The prevalence of domestic and domesticated spaces in McQuarrie’s pictures and their coupling with the household materials they’re printed on suggest that home, its immediate surroundings are where she finds, and where we in turn might find, ‘reasons for silence’. The silence McQuarrie seeks at home, and in others homes, is an antidote to the everyday hurly burly of urban capitalism and so is akin to the Buddhist ‘zen’ silence.
In her ‘A Book of Silence’, Sara Maitland distinguishes between numerous types of silence, including the Buddhist, Quaker and Trappist concepts. Trappist silence is, she observes, ‘about discipline’, whilst the Quakers’ is a ‘listening silence’, waiting for the voice from within that is no different from the ‘direct voice of God’. For Buddhists, though, Zen silence is a kind of protest against “the veils of illusion”. “You are silent in order to escape from the self and the dualisms of the world”. Zen silence is both an escape and a protest. That we might feel the need for a reason to seek it out is indicative of a culture where noise has become default, where TV screens chatter, machines and traffic hum, and adverts shout.
McQuarrie’s small silences are like miniature versions of religious retreats, where silence is a positive absence of sound, a place for reflection and peace. We now might think of churches as places of such refuge, especially in cities, but, as Maitland points out, this is a particularly modern phenomenon, a “Victorian hush”, that is also a reaction to our culture of noise. Museums and galleries can also provide this kind of sanctuary space and part of the power of pictures lies in their silence, their need for a whole vocabulary of signs and gestures to signify speech and sounds, and their resulting suggestion that we stand silently in front of them.

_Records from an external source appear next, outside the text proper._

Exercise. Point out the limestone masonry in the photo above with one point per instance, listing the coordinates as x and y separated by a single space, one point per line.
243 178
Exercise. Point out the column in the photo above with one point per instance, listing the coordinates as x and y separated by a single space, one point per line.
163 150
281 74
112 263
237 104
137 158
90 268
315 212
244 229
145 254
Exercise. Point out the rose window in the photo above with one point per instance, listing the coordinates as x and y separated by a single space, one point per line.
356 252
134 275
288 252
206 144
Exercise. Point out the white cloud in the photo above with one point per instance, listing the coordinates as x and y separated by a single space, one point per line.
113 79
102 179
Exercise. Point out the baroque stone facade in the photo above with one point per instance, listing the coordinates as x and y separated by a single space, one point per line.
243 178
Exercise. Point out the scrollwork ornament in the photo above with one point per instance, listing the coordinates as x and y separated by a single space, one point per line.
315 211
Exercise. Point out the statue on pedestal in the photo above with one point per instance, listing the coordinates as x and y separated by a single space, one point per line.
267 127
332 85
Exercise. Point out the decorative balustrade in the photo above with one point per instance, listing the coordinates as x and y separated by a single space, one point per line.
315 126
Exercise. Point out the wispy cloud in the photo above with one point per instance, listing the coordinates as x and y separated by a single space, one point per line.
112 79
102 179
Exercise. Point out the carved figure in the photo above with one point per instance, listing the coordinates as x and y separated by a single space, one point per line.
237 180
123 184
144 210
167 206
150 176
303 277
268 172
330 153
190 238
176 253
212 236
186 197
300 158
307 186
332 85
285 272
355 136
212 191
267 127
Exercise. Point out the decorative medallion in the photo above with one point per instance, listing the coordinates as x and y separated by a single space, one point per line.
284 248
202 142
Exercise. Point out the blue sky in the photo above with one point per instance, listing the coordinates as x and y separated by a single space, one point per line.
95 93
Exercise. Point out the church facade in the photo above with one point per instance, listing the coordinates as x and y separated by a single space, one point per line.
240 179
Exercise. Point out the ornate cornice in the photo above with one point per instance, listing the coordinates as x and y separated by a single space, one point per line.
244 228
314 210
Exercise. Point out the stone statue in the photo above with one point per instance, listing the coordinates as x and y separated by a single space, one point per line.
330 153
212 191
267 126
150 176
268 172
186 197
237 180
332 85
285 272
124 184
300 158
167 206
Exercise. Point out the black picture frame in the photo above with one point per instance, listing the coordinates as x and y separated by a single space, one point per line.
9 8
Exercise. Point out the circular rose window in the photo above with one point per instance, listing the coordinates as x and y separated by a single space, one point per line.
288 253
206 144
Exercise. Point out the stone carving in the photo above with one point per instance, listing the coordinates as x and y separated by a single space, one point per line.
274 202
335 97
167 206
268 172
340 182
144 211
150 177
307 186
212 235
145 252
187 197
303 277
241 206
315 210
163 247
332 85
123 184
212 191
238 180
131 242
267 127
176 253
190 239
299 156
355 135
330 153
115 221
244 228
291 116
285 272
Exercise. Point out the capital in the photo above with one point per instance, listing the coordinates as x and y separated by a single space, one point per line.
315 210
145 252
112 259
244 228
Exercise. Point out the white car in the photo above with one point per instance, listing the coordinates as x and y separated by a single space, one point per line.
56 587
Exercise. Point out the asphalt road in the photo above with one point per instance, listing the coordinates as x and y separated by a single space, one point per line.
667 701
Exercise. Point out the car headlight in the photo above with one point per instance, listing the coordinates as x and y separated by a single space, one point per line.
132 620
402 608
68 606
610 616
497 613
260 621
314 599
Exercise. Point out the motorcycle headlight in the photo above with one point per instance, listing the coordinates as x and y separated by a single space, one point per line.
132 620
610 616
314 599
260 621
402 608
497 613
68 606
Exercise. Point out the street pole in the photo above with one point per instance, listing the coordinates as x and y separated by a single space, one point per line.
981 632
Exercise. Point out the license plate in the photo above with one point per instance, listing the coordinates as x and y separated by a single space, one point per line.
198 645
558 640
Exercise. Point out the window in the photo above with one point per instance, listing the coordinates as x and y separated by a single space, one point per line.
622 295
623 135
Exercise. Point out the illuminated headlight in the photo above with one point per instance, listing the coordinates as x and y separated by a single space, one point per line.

McQuarrie’s pictures suggest that she has an intuitive understanding of the possibilities for photographs as silent spaces. Cleared of the suggestion of dialogue or rhetoric, her photographs might allow us to develop Maitland’s distinction between ‘noisy art’ and silent art and apply it to photography. Advertising photography is mostly noisy, so is photojournalism. Art, along with so many other privileges, can allow photography the luxury of quiet. Just as different religions have different silences, so does photography; from the glacial, distanced silence of the cool surveying gaze to the quiet of the small study or pause, which is McQuarrie’s speciality.
Like other artists going back to seventeenth century Holland, McQuarrie uses domestic familiarity to explore more philosophical concerns. Homes may be the notional subject here but these images are not like family photographs: They are not peopled, except for four ‘portraits,’ that are equally anonymous, literally faceless, and also rather elusive. Unlike family snaps, the purpose and meaning of McQuarrie’s photos can elude us. The materials they are printed on provide part of the solution, but perhaps we can find meaning in what is not present: These pictures omit both text and technology, and this is how they achieve their silence and their beauty.